This provocative production runs through June 5th
QUEEN, by Madhuri Shekar and playing at Long Wharf Theatre through June 5th, is a timely investigation of ideas that centers on women in STEM (who are underrepresented onstage as in life). Unfortunately, cryptic writing and a misguided set design lessen the impact that the production might have achieved. Still, QUEEN's premise and plot are intriguing.
Two Ph.D. candidates, Ariel, a biologist, and Sanam, a statistician, have been working for six years on a paper establishing that honeybee's Colony Collapse Disorder (a real, and potentially catastrophic, phenomenon) is due to the pesticides used by the giant conglomerate Monsanto. Their paper is finished; is about to be published in the field's most distinguished magazine, Nature; and their careers are set to soar, when Sanam discovers, in the most recent data, evidence that their study is flawed. Their mentor, Dr. Philip Hayes, urges them to "fudge the numbers" and forge ahead. The women are far less certain about this course of action, which Hayes claims is not uncommon in the fiercely competitive world of academia.

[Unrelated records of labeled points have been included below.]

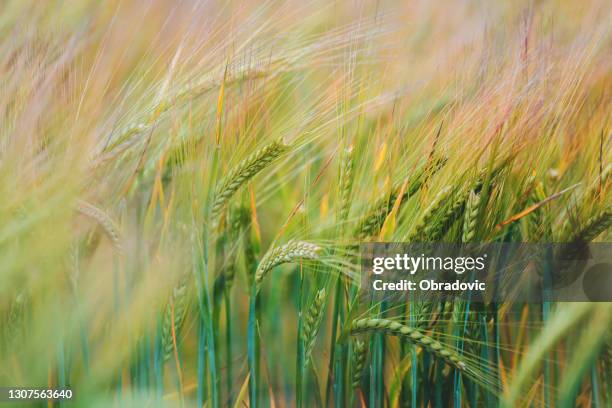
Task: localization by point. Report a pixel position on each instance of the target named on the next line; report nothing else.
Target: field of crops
(184, 185)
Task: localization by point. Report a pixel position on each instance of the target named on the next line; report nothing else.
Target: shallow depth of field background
(182, 184)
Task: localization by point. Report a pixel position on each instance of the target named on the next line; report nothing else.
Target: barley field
(185, 184)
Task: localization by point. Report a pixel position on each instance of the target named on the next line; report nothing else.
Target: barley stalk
(594, 226)
(471, 217)
(346, 184)
(104, 220)
(371, 222)
(177, 304)
(413, 335)
(312, 321)
(359, 358)
(243, 172)
(290, 252)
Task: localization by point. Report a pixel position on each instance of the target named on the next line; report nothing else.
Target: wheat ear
(291, 251)
(177, 305)
(411, 334)
(371, 222)
(104, 220)
(346, 184)
(359, 358)
(244, 171)
(594, 226)
(471, 217)
(312, 321)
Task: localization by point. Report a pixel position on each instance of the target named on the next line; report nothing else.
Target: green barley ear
(104, 221)
(245, 171)
(372, 221)
(14, 327)
(346, 184)
(424, 227)
(411, 334)
(440, 226)
(238, 217)
(178, 301)
(537, 225)
(359, 359)
(471, 217)
(312, 321)
(290, 252)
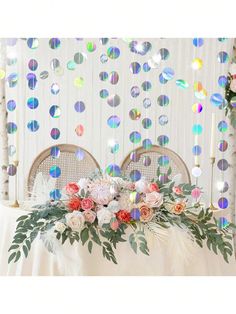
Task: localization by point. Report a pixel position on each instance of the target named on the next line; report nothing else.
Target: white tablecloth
(170, 254)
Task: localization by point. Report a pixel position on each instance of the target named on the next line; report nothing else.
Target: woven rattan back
(149, 160)
(72, 168)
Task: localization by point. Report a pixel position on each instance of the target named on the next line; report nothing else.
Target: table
(170, 254)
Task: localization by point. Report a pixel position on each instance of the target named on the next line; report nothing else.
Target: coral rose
(72, 188)
(123, 215)
(178, 208)
(87, 204)
(146, 213)
(74, 203)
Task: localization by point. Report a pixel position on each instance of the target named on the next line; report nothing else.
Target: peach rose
(87, 204)
(178, 208)
(177, 190)
(154, 199)
(72, 188)
(146, 213)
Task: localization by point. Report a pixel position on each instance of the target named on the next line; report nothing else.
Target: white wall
(94, 119)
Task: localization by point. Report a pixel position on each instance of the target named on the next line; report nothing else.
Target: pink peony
(89, 216)
(87, 204)
(72, 188)
(154, 199)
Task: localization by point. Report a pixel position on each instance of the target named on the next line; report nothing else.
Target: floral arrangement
(98, 210)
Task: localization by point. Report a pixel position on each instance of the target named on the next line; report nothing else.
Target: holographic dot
(55, 133)
(197, 150)
(135, 137)
(134, 197)
(163, 161)
(135, 214)
(32, 103)
(163, 140)
(222, 81)
(134, 156)
(113, 100)
(196, 172)
(147, 103)
(197, 64)
(11, 105)
(71, 65)
(222, 126)
(33, 125)
(146, 67)
(168, 74)
(147, 143)
(103, 76)
(113, 78)
(163, 120)
(55, 194)
(223, 145)
(197, 129)
(80, 154)
(223, 223)
(33, 65)
(223, 203)
(43, 75)
(223, 164)
(223, 57)
(78, 82)
(197, 108)
(222, 186)
(147, 123)
(79, 130)
(32, 43)
(104, 93)
(182, 84)
(11, 150)
(11, 128)
(135, 91)
(113, 170)
(79, 106)
(164, 53)
(55, 172)
(55, 111)
(198, 42)
(55, 89)
(11, 170)
(163, 100)
(54, 43)
(55, 152)
(147, 161)
(135, 67)
(146, 86)
(135, 175)
(216, 99)
(113, 52)
(113, 122)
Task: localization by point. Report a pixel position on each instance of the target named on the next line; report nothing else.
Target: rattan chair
(72, 169)
(176, 163)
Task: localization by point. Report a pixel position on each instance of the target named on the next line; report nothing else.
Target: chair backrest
(72, 168)
(149, 160)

In addition to this conflict, each woman faces personal challenges. Ariel, the single mother to a toddler, has little in the way of funds. Sanam is the daughter of wealthy and traditional Indian parents who repeatedly set her up with blind dates deemed appropriate husband material. We meet one of these: Arvind Patel, a Wall Street derivatives trader. For Sanam, these dates are unsubtle messages, from her family and the men, that she should become a housewife rather than a scientist, and science is her life.
Director Aneesha Kudtarkar has cast QUEEN beautifully. As Ariel, Stephanie Janssen is both high-strung and immensely likeable; she makes us sympathize with Ariel's passion for saving the bees as well as her straightened circumstances. Avanthika Srinivasan's Sanam is as serious as she is zealous about her work, but her flashes of humor are endearing.
Ben Livingston, as Dr. Philip Hayes, is completely believable as a kindly mentor--until the women challenge him, after which his misogynistic ruthlessness is frightening. And Keshave Moodliar's Arvind achieves what might seem the impossible: he is predatory and paternalistic, while at the same time drawing us in with an irresistible charm.
The play is composed of mostly short scenes, and though some are powerful, several of these need to be expanded. Shekar renders the science accessible, but the plot's final moments, in particular, are unclear, making what has come before less than satisfying.
Still, the largest obstacle for the audience is the set, arrived at by director Kudtarkar and designer Junghyun Georgia Lee. One shiny black hexagonal table sits in a three-quarter round; we are asked to believe that this table is the setting for places as different as a conference room, a fancy restaurant, Ariel's home, and Sanam's home. Each time the place switches, masked stagehands enter and move the parts of the hexagon ever so slightly, disturbing our suspension of disbelief. Worse, the three-quarter staging means that we often see an actor's back for long stretches or one actor blocks another. Certainly, the cells in a beehive are hexagonal, but projections would have served the production much more effectively.
QUEEN is the first collaboration between a regional theatre and the National Asian American Theatre Company (NAATCO), up to now working only in New York. Long Wharf Theatre is rightly proud to be NAATCO's initial collaborator before QUEEN makes its off-Broadway debut. Despite the flaws in this production and in the script, QUEEN gives us much to ponder and begins to fill spaces that urgently need filling: plays that deal with climate change, with women in science, and with the choices that women, unique from men, must make in academia and in the rest of the working world.